Who was Aggrey Awori?
He was born on 23, February 1939, in Budimo Village, Busia District, near the Kenyan border as the 10th of 17 children. His parents were Canon Jeremiah Musungu Awori, a pioneer African priest of the Anglican Church in East Africa and Ms. Mariamu Odongo Awori, who was a nurse and community teacher.
He attended Nabumali High School in Mbale District and King’s College Budo. While at Kings College Budo (1959 to 1961), he was selected among a few others for elite military officers training at Sandhurst Military College in the United Kingdom. However, his father rejected the idea of his talented son joining the military.
From 1961 to 1965, he went to Harvard University on a scholarship.

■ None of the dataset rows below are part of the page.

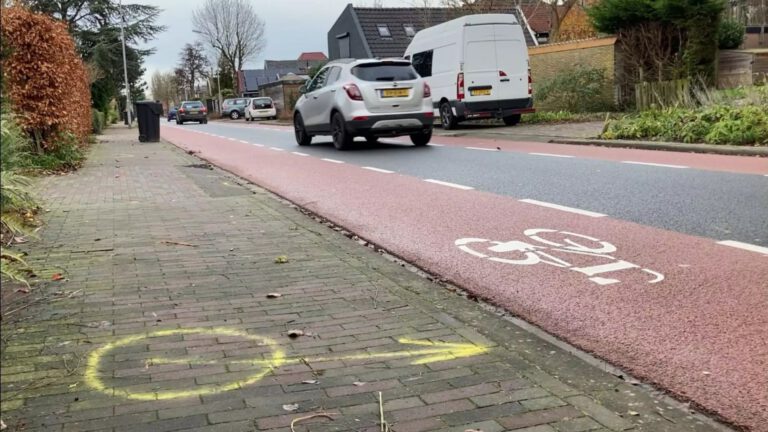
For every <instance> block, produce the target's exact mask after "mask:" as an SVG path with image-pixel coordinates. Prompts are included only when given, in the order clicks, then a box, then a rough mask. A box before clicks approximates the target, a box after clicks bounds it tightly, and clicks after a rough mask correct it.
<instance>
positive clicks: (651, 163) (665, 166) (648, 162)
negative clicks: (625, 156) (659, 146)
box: [621, 161, 688, 169]
mask: <svg viewBox="0 0 768 432" xmlns="http://www.w3.org/2000/svg"><path fill="white" fill-rule="evenodd" d="M621 163H628V164H633V165H648V166H658V167H663V168H680V169H683V168H688V167H687V166H685V165H670V164H657V163H653V162H635V161H621Z"/></svg>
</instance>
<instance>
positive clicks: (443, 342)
mask: <svg viewBox="0 0 768 432" xmlns="http://www.w3.org/2000/svg"><path fill="white" fill-rule="evenodd" d="M188 335H190V336H200V335H206V336H211V337H221V336H227V337H239V338H243V339H245V340H251V341H254V342H256V343H258V344H259V345H262V346H267V347H269V348H270V349H271V350H272V351H271V352H270V353H268V354H267V356H266V357H267V358H264V359H250V360H233V359H224V360H205V359H200V358H190V357H188V358H185V359H168V358H153V359H150V360H149V362H148V364H147V369H149V366H150V365H158V364H189V365H193V364H194V365H205V364H211V365H212V364H221V363H222V362H228V363H237V364H249V365H253V366H258V369H256V370H254V371H253V372H252V373H250V374H249V375H248V376H246V377H245V378H240V379H238V380H236V381H232V382H229V383H223V384H222V383H214V384H205V385H198V386H195V387H194V388H192V389H178V390H174V389H162V388H157V389H153V390H144V389H142V390H137V389H131V387H120V386H112V385H109V384H108V382H106V381H105V377H106V376H108V375H107V374H109V375H111V372H107V374H105V372H106V371H102V370H101V361H102V359H103V358H104V357H106V356H110V355H113V353H114V350H116V349H120V348H122V347H125V346H128V345H135V344H146V343H148V342H149V341H150V339H151V338H160V337H168V336H182V337H185V336H188ZM398 342H399V343H401V344H403V345H408V347H405V349H403V350H398V351H391V352H379V353H358V354H339V355H336V356H319V357H309V358H308V357H291V358H289V357H286V356H285V352H284V351H283V350H282V349H281V348H280V346H279V345H278V344H277V342H275V341H274V340H272V339H270V338H266V337H262V336H258V335H253V334H250V333H247V332H245V331H243V330H240V329H233V328H226V327H214V328H187V329H167V330H157V331H154V332H150V333H147V334H139V335H133V336H126V337H123V338H120V339H117V340H116V341H113V342H110V343H107V344H105V345H103V346H101V347H100V348H97V349H96V350H94V351H92V352H91V353H90V355H89V356H88V362H87V366H86V370H85V382H86V383H87V384H88V385H89V386H90V387H92V388H93V389H95V390H98V391H100V392H102V393H105V394H107V395H110V396H119V397H124V398H128V399H134V400H144V401H149V400H168V399H176V398H184V397H193V396H201V395H206V394H213V393H220V392H225V391H230V390H235V389H238V388H243V387H245V386H247V385H250V384H253V383H255V382H257V381H259V380H261V379H262V378H263V377H264V376H266V375H267V374H268V373H269V372H270V371H272V370H273V369H277V368H279V367H281V366H284V365H286V364H299V363H305V362H306V363H309V362H315V363H319V362H327V361H335V360H348V361H353V360H377V359H379V360H386V359H394V358H413V359H414V360H413V361H412V362H411V364H414V365H418V364H426V363H434V362H440V361H446V360H453V359H457V358H464V357H472V356H476V355H480V354H484V353H486V352H488V351H489V348H488V347H486V346H482V345H474V344H469V343H451V342H432V341H426V340H414V339H409V338H401V339H398ZM158 384H161V383H158Z"/></svg>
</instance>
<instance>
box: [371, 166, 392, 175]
mask: <svg viewBox="0 0 768 432" xmlns="http://www.w3.org/2000/svg"><path fill="white" fill-rule="evenodd" d="M363 169H367V170H371V171H376V172H380V173H384V174H392V173H394V171H389V170H383V169H381V168H374V167H363Z"/></svg>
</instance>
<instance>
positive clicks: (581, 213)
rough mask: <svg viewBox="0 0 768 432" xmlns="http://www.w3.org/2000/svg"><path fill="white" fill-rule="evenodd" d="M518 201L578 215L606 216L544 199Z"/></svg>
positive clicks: (585, 215) (520, 200) (586, 215)
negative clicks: (560, 204)
mask: <svg viewBox="0 0 768 432" xmlns="http://www.w3.org/2000/svg"><path fill="white" fill-rule="evenodd" d="M520 202H524V203H528V204H534V205H538V206H542V207H548V208H552V209H555V210H562V211H567V212H570V213H576V214H580V215H584V216H589V217H605V216H606V215H604V214H602V213H596V212H592V211H589V210H582V209H577V208H573V207H566V206H561V205H559V204H552V203H548V202H544V201H537V200H532V199H522V200H520Z"/></svg>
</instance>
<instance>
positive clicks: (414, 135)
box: [411, 129, 432, 147]
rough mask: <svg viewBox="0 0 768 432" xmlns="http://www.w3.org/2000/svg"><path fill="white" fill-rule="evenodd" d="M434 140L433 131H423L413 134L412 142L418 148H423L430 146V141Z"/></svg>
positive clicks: (429, 130)
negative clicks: (430, 140) (429, 142)
mask: <svg viewBox="0 0 768 432" xmlns="http://www.w3.org/2000/svg"><path fill="white" fill-rule="evenodd" d="M431 139H432V129H429V130H423V131H421V132H418V133H415V134H411V142H412V143H413V145H415V146H416V147H423V146H425V145H427V144H429V140H431Z"/></svg>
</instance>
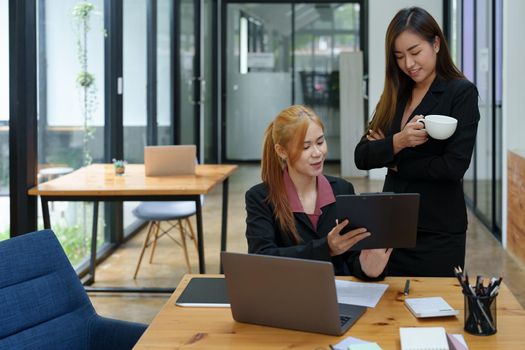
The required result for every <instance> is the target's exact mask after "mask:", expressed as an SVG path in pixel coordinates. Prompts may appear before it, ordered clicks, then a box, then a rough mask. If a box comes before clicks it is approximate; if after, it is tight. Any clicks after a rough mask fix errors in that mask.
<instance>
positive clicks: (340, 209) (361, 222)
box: [336, 192, 439, 250]
mask: <svg viewBox="0 0 525 350" xmlns="http://www.w3.org/2000/svg"><path fill="white" fill-rule="evenodd" d="M436 210H439V209H437V208H436ZM336 212H337V218H338V220H339V222H341V221H343V220H344V219H348V220H349V221H350V223H349V224H348V225H347V226H346V227H344V228H343V230H342V231H341V234H344V233H346V232H348V231H350V230H352V229H355V228H359V227H365V228H366V229H368V231H369V232H370V233H372V235H371V236H370V237H367V238H365V239H363V240H362V241H359V242H357V243H356V244H354V245H353V246H352V247H351V248H350V249H351V250H360V249H377V248H413V247H415V246H416V238H417V222H418V216H419V194H418V193H390V192H384V193H363V194H357V195H340V196H337V197H336Z"/></svg>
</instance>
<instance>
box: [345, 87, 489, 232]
mask: <svg viewBox="0 0 525 350" xmlns="http://www.w3.org/2000/svg"><path fill="white" fill-rule="evenodd" d="M407 100H408V97H407V96H405V97H402V98H401V99H400V101H399V103H398V106H397V111H396V114H395V117H394V119H393V123H392V125H391V127H390V129H389V130H383V132H384V134H385V139H383V140H379V141H368V140H367V139H366V137H365V136H364V137H363V138H362V139H361V141H360V142H359V144H358V145H357V147H356V149H355V163H356V165H357V167H358V168H359V169H363V170H369V169H373V168H382V167H392V166H394V165H396V166H397V169H398V171H397V172H396V171H393V170H388V174H387V176H386V179H385V183H384V188H383V190H384V191H392V192H397V193H408V192H412V193H419V194H420V195H421V197H420V211H419V222H418V226H419V229H420V230H424V231H432V232H448V233H465V232H466V229H467V213H466V206H465V200H464V195H463V184H462V179H463V175H464V174H465V172H466V171H467V169H468V167H469V164H470V160H471V157H472V151H473V148H474V143H475V141H476V132H477V127H478V121H479V119H480V116H479V109H478V91H477V89H476V86H475V85H474V84H472V83H471V82H469V81H468V80H466V79H455V80H449V81H445V80H442V79H439V78H436V79H435V80H434V82H433V83H432V85H431V86H430V88H429V91H428V92H427V94H426V95H425V96H424V98H423V100H422V101H421V103H420V105H419V106H418V107H417V108H416V109H415V110H414V112H413V113H412V115H411V116H410V117H409V121H410V120H411V119H412V118H413V117H414V116H415V115H419V114H422V115H429V114H442V115H447V116H451V117H453V118H455V119H457V120H458V125H457V129H456V131H455V133H454V134H453V135H452V136H451V137H450V138H449V139H447V140H435V139H432V138H430V137H429V139H428V141H427V142H425V143H424V144H422V145H419V146H417V147H413V148H405V149H403V150H402V151H400V152H399V153H398V154H397V155H395V156H394V150H393V135H394V134H395V133H398V132H399V131H400V130H401V119H402V117H403V111H404V109H405V106H406V103H407Z"/></svg>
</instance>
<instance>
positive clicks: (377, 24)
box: [368, 0, 519, 179]
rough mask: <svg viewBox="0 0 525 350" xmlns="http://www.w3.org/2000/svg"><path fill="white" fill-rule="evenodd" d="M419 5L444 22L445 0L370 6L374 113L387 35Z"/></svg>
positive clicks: (369, 84)
mask: <svg viewBox="0 0 525 350" xmlns="http://www.w3.org/2000/svg"><path fill="white" fill-rule="evenodd" d="M516 1H518V2H519V0H516ZM410 6H419V7H422V8H424V9H425V10H427V11H428V12H430V14H431V15H432V16H433V17H434V18H435V19H436V21H437V22H438V23H439V24H440V25H442V23H443V1H442V0H391V1H384V0H370V1H369V7H368V9H369V10H368V67H369V68H368V75H369V88H368V96H369V100H368V110H369V114H370V117H371V116H372V114H373V112H374V110H375V107H376V105H377V102H378V101H379V97H380V96H381V92H382V91H383V84H384V78H385V34H386V29H387V27H388V24H389V23H390V21H391V20H392V18H393V17H394V15H395V14H396V13H397V12H398V11H399V10H400V9H402V8H405V7H410ZM385 174H386V170H385V169H374V170H372V171H370V172H369V175H370V178H371V179H383V178H384V176H385Z"/></svg>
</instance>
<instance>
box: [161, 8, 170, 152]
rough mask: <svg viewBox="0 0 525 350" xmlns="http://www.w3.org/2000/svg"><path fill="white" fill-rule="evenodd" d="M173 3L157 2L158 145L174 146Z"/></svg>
mask: <svg viewBox="0 0 525 350" xmlns="http://www.w3.org/2000/svg"><path fill="white" fill-rule="evenodd" d="M172 13H173V2H172V1H171V0H159V1H157V124H158V144H159V145H171V144H173V124H172V110H173V103H172V101H173V99H172V98H171V96H173V87H172V81H173V80H172V71H171V64H172V61H173V59H172V53H171V42H172V35H171V34H172V30H171V28H172V20H173V16H172Z"/></svg>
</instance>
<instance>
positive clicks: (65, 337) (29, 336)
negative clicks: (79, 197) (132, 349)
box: [0, 230, 146, 350]
mask: <svg viewBox="0 0 525 350" xmlns="http://www.w3.org/2000/svg"><path fill="white" fill-rule="evenodd" d="M145 329H146V325H143V324H138V323H131V322H125V321H120V320H113V319H109V318H104V317H101V316H99V315H97V313H96V312H95V309H94V308H93V305H92V304H91V301H90V300H89V298H88V295H87V294H86V292H85V290H84V287H83V286H82V284H81V283H80V280H79V279H78V277H77V275H76V273H75V271H74V270H73V267H72V266H71V264H70V262H69V260H68V258H67V257H66V255H65V253H64V251H63V249H62V247H61V245H60V243H59V241H58V239H57V238H56V236H55V234H54V233H53V232H52V231H50V230H43V231H38V232H33V233H28V234H25V235H22V236H18V237H15V238H12V239H9V240H6V241H3V242H0V350H4V349H10V350H11V349H17V350H18V349H53V350H56V349H68V350H73V349H97V350H99V349H100V350H103V349H111V350H119V349H131V348H132V347H133V346H134V345H135V343H136V342H137V340H138V339H139V338H140V336H141V335H142V333H143V332H144V330H145Z"/></svg>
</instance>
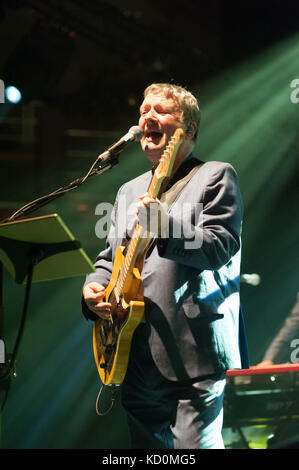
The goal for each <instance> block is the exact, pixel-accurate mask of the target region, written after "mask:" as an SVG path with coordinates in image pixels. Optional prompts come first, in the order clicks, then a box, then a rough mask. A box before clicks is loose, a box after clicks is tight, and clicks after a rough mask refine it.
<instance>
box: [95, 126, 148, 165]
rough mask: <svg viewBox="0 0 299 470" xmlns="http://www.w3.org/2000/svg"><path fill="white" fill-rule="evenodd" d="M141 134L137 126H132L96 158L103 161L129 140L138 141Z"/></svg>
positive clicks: (117, 149)
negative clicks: (104, 150)
mask: <svg viewBox="0 0 299 470" xmlns="http://www.w3.org/2000/svg"><path fill="white" fill-rule="evenodd" d="M142 136H143V130H142V129H141V127H139V126H132V127H131V128H130V129H129V131H128V132H127V133H126V134H125V135H124V136H123V137H122V138H121V139H119V140H118V141H117V142H115V143H114V144H112V145H111V146H110V147H109V148H108V149H107V150H106V151H105V152H104V153H102V154H101V155H99V156H98V160H101V161H105V160H107V158H109V157H111V156H113V155H117V154H118V153H120V152H121V151H122V150H123V149H124V147H126V145H128V144H129V143H130V142H138V141H139V140H140V139H141V137H142Z"/></svg>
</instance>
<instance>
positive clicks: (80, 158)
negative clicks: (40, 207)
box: [0, 0, 299, 449]
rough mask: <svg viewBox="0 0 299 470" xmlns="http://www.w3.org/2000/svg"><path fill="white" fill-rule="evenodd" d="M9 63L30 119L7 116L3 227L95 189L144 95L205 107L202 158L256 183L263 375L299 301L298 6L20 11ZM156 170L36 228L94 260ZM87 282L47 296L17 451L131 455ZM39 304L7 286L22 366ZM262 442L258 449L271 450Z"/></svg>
mask: <svg viewBox="0 0 299 470" xmlns="http://www.w3.org/2000/svg"><path fill="white" fill-rule="evenodd" d="M0 48H1V54H0V79H1V80H3V82H4V83H5V86H9V85H14V86H15V87H17V88H18V89H19V90H20V91H21V93H22V100H21V101H20V102H19V103H18V104H12V103H9V102H8V100H7V99H6V102H5V103H4V104H3V103H2V104H0V168H1V187H0V191H1V198H0V200H1V204H0V213H1V218H4V217H5V216H7V215H8V214H10V213H12V212H13V211H15V210H16V209H18V208H19V207H21V206H23V205H24V204H25V203H27V202H29V201H31V200H33V199H35V198H37V197H39V196H42V195H44V194H48V193H50V192H51V191H53V190H55V189H57V188H58V187H60V186H63V185H65V184H67V183H68V182H70V181H72V180H74V179H75V178H77V177H80V176H83V175H84V174H85V173H86V171H87V170H88V169H89V167H90V165H91V164H92V163H93V161H94V160H95V158H96V156H97V155H98V154H99V153H101V152H103V151H104V150H105V149H106V148H107V147H108V146H109V145H110V144H111V143H113V142H114V141H116V140H118V139H119V138H120V137H121V136H122V135H124V134H125V133H126V132H127V130H128V129H129V128H130V127H131V126H132V125H135V124H137V121H138V108H139V104H140V102H141V100H142V92H143V90H144V88H145V87H146V86H147V85H149V84H150V83H152V82H153V81H167V82H169V81H173V82H174V83H177V84H180V85H182V86H186V87H187V88H189V89H190V90H191V91H192V92H193V93H194V94H195V95H196V96H197V97H198V100H199V103H200V106H201V109H202V124H201V130H200V135H199V139H198V143H197V146H196V153H197V155H198V156H199V157H200V158H201V159H203V160H222V161H228V162H230V163H232V164H233V166H234V167H235V168H236V170H237V172H238V174H239V178H240V184H241V189H242V194H243V199H244V207H245V214H244V225H243V258H242V272H243V273H259V274H260V276H261V280H262V281H261V283H260V285H258V286H257V287H253V286H250V285H245V284H243V285H242V290H241V296H242V304H243V310H244V315H245V322H246V328H247V333H248V344H249V353H250V361H251V364H256V363H257V362H258V361H260V360H261V359H262V357H263V353H264V352H265V350H266V348H267V346H268V345H269V344H270V342H271V339H272V338H273V337H274V335H275V334H276V333H277V331H278V330H279V328H280V326H281V325H282V323H283V321H284V318H285V317H286V316H287V314H288V313H289V311H290V309H291V307H292V306H293V304H294V302H295V299H296V294H297V291H298V243H297V240H298V206H297V201H298V190H297V187H298V184H297V181H298V142H299V131H298V112H299V103H298V97H299V93H297V95H296V93H294V92H295V91H296V90H295V89H294V88H292V87H291V83H292V81H293V80H295V79H298V83H299V68H298V63H299V4H298V2H295V1H280V0H273V1H262V0H261V1H259V2H257V1H247V2H240V3H237V2H221V1H220V0H212V1H210V2H208V4H207V2H203V1H195V0H194V1H192V0H186V1H185V2H179V1H177V0H172V1H169V0H167V1H157V0H151V1H146V0H138V1H137V0H136V1H134V0H131V1H117V0H93V1H92V0H86V1H83V0H63V1H62V2H58V1H55V0H49V1H48V2H42V1H34V0H33V1H26V0H24V1H21V0H20V1H18V0H11V1H8V0H7V1H2V2H1V3H0ZM297 87H298V84H297ZM292 92H293V95H291V94H292ZM292 96H293V97H294V96H295V99H292ZM148 168H149V165H148V163H147V162H146V160H145V158H144V157H143V155H142V153H141V151H140V149H139V144H132V146H130V147H128V148H127V149H126V150H124V151H123V153H122V154H121V157H120V162H119V164H118V166H116V167H115V168H114V169H112V170H111V171H109V172H107V173H105V174H104V175H103V176H98V177H93V178H91V179H90V180H88V181H87V182H86V183H85V184H84V186H82V187H81V188H79V189H77V190H76V191H73V192H71V193H69V194H67V195H65V196H64V197H63V198H60V199H58V200H56V201H55V202H53V203H51V204H50V205H49V206H47V207H46V208H43V210H41V211H39V212H38V213H36V214H35V215H40V214H51V213H59V214H60V216H61V218H62V219H63V220H64V222H65V223H66V225H67V226H68V227H69V229H70V230H71V232H72V233H73V234H74V236H75V237H76V239H78V240H80V241H81V243H82V247H83V249H84V250H85V251H86V253H87V254H88V256H89V257H90V258H91V259H92V260H94V258H95V256H96V254H97V253H98V252H99V250H100V249H101V248H102V247H103V246H104V241H103V240H101V239H99V238H97V236H96V234H95V225H96V222H97V221H98V220H99V215H97V214H95V209H96V206H97V204H99V203H100V202H111V203H112V202H113V200H114V197H115V195H116V191H117V189H118V188H119V186H120V185H121V184H122V183H123V182H125V181H127V180H128V179H131V178H133V177H135V176H137V175H138V174H140V173H141V172H143V171H145V170H147V169H148ZM83 281H84V277H75V278H68V279H64V280H58V281H48V282H43V283H35V284H34V285H33V286H32V292H31V297H30V305H29V313H28V319H27V321H26V326H25V330H24V335H23V338H22V342H21V345H20V350H19V353H18V358H17V365H16V373H17V375H16V377H13V379H12V381H11V386H10V390H9V395H8V397H7V401H6V404H5V408H4V411H3V413H2V448H6V449H42V448H44V449H45V448H47V449H63V448H67V449H108V448H110V449H113V448H122V449H125V448H129V446H130V443H129V437H128V432H127V427H126V421H125V417H124V414H123V411H122V409H121V405H120V403H119V400H118V401H117V403H116V405H115V407H114V408H113V410H112V412H111V413H110V414H109V415H108V416H106V417H104V418H100V417H98V416H97V415H96V413H95V400H96V397H97V393H98V390H99V388H100V381H99V378H98V374H97V371H96V367H95V364H94V359H93V352H92V324H91V323H90V322H86V321H85V319H84V318H83V316H82V314H81V311H80V296H81V287H82V283H83ZM162 288H163V287H162ZM24 294H25V288H24V286H23V285H18V284H16V283H15V282H14V280H13V279H12V277H11V276H10V275H9V274H8V273H7V272H5V273H4V283H3V304H4V307H5V313H4V322H3V323H4V324H3V333H2V338H4V340H5V345H6V352H7V353H10V352H11V351H12V349H13V347H14V344H15V340H16V335H17V331H18V328H19V324H20V319H21V311H22V307H23V301H24ZM259 432H260V433H261V434H263V432H262V431H259V430H256V433H257V434H256V435H255V436H253V435H252V436H251V441H252V447H254V446H255V447H262V446H263V444H262V443H261V441H259V439H258V438H257V437H256V436H257V435H259ZM227 439H228V440H227V444H228V446H229V445H231V446H232V445H233V443H232V441H233V439H234V438H233V437H231V438H227ZM229 439H232V440H231V441H229ZM238 445H239V446H241V447H242V444H241V443H235V444H234V446H238Z"/></svg>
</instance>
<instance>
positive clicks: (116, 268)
mask: <svg viewBox="0 0 299 470" xmlns="http://www.w3.org/2000/svg"><path fill="white" fill-rule="evenodd" d="M124 249H125V247H124V246H119V247H118V249H117V251H116V253H115V258H114V264H113V270H112V274H111V279H110V283H109V285H108V286H107V288H106V302H111V303H112V305H113V308H112V323H111V322H110V321H107V320H102V319H100V318H99V319H98V320H96V321H95V324H94V328H93V350H94V356H95V361H96V365H97V369H98V372H99V375H100V378H101V381H102V383H103V384H104V385H110V384H111V385H112V384H121V383H122V382H123V379H124V377H125V374H126V371H127V366H128V361H129V355H130V349H131V343H132V338H133V334H134V331H135V330H136V328H137V326H138V325H139V324H140V322H141V321H142V320H143V318H144V302H143V301H142V300H137V299H138V295H139V297H140V298H141V299H142V298H143V297H142V295H140V291H141V290H142V285H141V274H140V271H139V269H138V268H137V267H135V268H134V269H133V272H132V274H131V275H130V276H128V279H127V281H128V282H126V286H125V288H124V291H123V293H122V294H123V295H122V297H121V298H116V297H114V290H113V289H114V286H115V283H116V281H117V279H118V276H119V270H120V268H121V266H122V262H123V259H124V256H123V251H124ZM111 297H112V298H111Z"/></svg>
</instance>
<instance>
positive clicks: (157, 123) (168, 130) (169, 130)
mask: <svg viewBox="0 0 299 470" xmlns="http://www.w3.org/2000/svg"><path fill="white" fill-rule="evenodd" d="M139 126H140V127H141V128H142V129H143V132H144V135H143V137H142V139H141V147H142V150H143V151H144V153H145V154H146V156H147V158H148V159H149V160H150V161H151V162H152V164H153V165H154V166H156V165H157V164H158V162H159V159H160V158H161V155H162V153H163V151H164V150H165V148H166V146H167V144H168V141H169V139H170V138H171V136H172V135H173V133H174V132H175V130H176V129H177V128H179V127H182V126H183V123H182V112H181V111H180V110H179V108H178V105H177V104H176V102H175V101H174V100H173V99H172V98H167V97H166V96H165V95H164V94H163V93H157V94H156V93H155V94H148V95H147V96H146V97H145V99H144V101H143V103H142V105H141V106H140V118H139Z"/></svg>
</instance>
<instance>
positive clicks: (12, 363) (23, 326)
mask: <svg viewBox="0 0 299 470" xmlns="http://www.w3.org/2000/svg"><path fill="white" fill-rule="evenodd" d="M33 269H34V263H33V262H32V263H31V264H30V267H29V270H28V276H27V283H26V292H25V299H24V305H23V312H22V317H21V323H20V326H19V331H18V335H17V339H16V342H15V346H14V349H13V353H12V355H11V359H10V364H9V367H8V369H7V370H6V371H5V372H4V374H3V375H0V382H2V381H5V380H7V379H8V378H9V377H10V375H11V373H12V371H13V370H14V366H15V362H16V357H17V354H18V350H19V346H20V343H21V339H22V336H23V332H24V327H25V323H26V318H27V312H28V305H29V297H30V290H31V285H32V275H33ZM7 396H8V389H7V391H6V394H5V396H4V400H3V402H2V405H1V411H3V409H4V406H5V403H6V400H7Z"/></svg>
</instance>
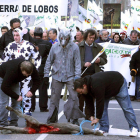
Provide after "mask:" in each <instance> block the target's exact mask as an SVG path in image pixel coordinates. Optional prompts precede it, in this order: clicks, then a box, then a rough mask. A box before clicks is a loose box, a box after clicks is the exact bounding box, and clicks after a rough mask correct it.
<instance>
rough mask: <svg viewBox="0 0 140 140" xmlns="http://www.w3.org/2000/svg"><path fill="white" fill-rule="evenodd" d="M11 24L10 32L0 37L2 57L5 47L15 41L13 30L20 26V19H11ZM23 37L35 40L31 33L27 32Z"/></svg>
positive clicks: (17, 27)
mask: <svg viewBox="0 0 140 140" xmlns="http://www.w3.org/2000/svg"><path fill="white" fill-rule="evenodd" d="M10 26H11V29H10V30H9V31H8V32H6V33H5V34H4V35H3V36H2V37H1V39H0V58H1V56H2V54H3V51H4V49H5V47H6V46H7V45H8V44H9V43H11V42H13V41H14V36H13V31H14V29H16V28H18V27H20V20H19V19H18V18H13V19H12V20H11V21H10ZM23 39H24V40H28V41H29V42H31V43H33V42H34V40H33V38H32V37H31V36H30V34H29V33H27V34H25V35H24V36H23Z"/></svg>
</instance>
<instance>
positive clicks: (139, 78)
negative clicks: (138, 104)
mask: <svg viewBox="0 0 140 140" xmlns="http://www.w3.org/2000/svg"><path fill="white" fill-rule="evenodd" d="M136 99H140V76H136Z"/></svg>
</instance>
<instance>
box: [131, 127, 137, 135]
mask: <svg viewBox="0 0 140 140" xmlns="http://www.w3.org/2000/svg"><path fill="white" fill-rule="evenodd" d="M137 135H138V129H137V128H135V127H133V129H132V131H131V132H130V135H129V137H136V136H137Z"/></svg>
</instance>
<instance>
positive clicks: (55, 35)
mask: <svg viewBox="0 0 140 140" xmlns="http://www.w3.org/2000/svg"><path fill="white" fill-rule="evenodd" d="M49 39H50V40H49V41H50V42H51V43H52V44H55V43H56V42H58V40H57V30H56V29H55V28H51V29H50V30H49Z"/></svg>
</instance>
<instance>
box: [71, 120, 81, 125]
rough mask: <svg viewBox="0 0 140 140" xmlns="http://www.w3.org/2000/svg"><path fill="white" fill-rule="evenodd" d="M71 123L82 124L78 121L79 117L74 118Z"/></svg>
mask: <svg viewBox="0 0 140 140" xmlns="http://www.w3.org/2000/svg"><path fill="white" fill-rule="evenodd" d="M71 123H72V124H76V125H78V126H79V125H80V124H79V122H78V119H73V120H72V121H71Z"/></svg>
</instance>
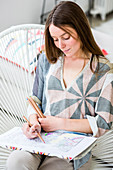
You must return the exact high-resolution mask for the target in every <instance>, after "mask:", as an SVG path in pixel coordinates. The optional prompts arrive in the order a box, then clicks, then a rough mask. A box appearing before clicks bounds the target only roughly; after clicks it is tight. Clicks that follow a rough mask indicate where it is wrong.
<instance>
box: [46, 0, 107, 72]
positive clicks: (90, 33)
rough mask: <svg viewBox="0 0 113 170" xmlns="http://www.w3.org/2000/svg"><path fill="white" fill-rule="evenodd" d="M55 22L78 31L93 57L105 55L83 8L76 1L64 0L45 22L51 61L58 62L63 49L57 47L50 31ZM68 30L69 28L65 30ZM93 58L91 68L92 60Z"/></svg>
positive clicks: (61, 25) (47, 56)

The first year he took nuclear physics, but then switched over to political economics. While at Harvard, he became the first person in heptagonal track history to win three events – the long jump, high hurdles, and 60-yard dash, tying the haps record in the hurdles and setting the mark in the dash.
He also represented Uganda in the 110 meters hurdles at the 1960 Summer Olympics and the 1964 Summer Olympics but failed to win any medals.
Awori had a Master of Arts in economics from Syracuse University in the U.S. In 1967, he was appointed the first local director of Uganda Television then (UTV). While he was the director at UTV in 1971, Awori refused to broadcast a speech that the then President of Uganda Field Marshal Idi Amin gave, lying to him by saying that they were live on air. And because of this, Awori was jailed for two months.
After his release, he went into political exile in Kenya, where he taught political journalism at the University of Nairobi until 1976 and then travelled around Africa visiting Tanzania, Liberia and Senegal and returning to Nairobi in 1979.
After Idi Amin was overthrown in 1979, Awori returned to Uganda. He contested for a seat in the National Assembly of Uganda, unfortunately, he lost. He later became ambassador to the United States until 1985. From 1985-1987 he served as Uganda’s Ambassador to Belgium until he was dropped by President Yoweri Kaguta Museveni.
When he was dropped by President Museveni, he first went to Kenya and when he returned, Awori started to build up a rebel group operating from eastern Uganda named Force Obote Back Again (FOBA). In one of the news interviews, he revealed that his main agenda was to anger president Museveni’s National Resistance Army (NRA) since it had confiscated his property.
Fortunately, in 1992, he dissolved his rebel group, and in 1993, he met with President Museveni in New York and then was elected to the Constituent Assembly to make the Constitution and as a member of parliament.
During the 2001 presidential elections, he contested and managed to score 1.41 percent of the vote. In 2007, he abandoned his long-time party Uganda Peoples’ Congress (UPC) and joined the ruling National Resistance Movement (NRM).
On 16th February 2009, He was appointed the Minister for Information & Communications Technology until May 27, 2011.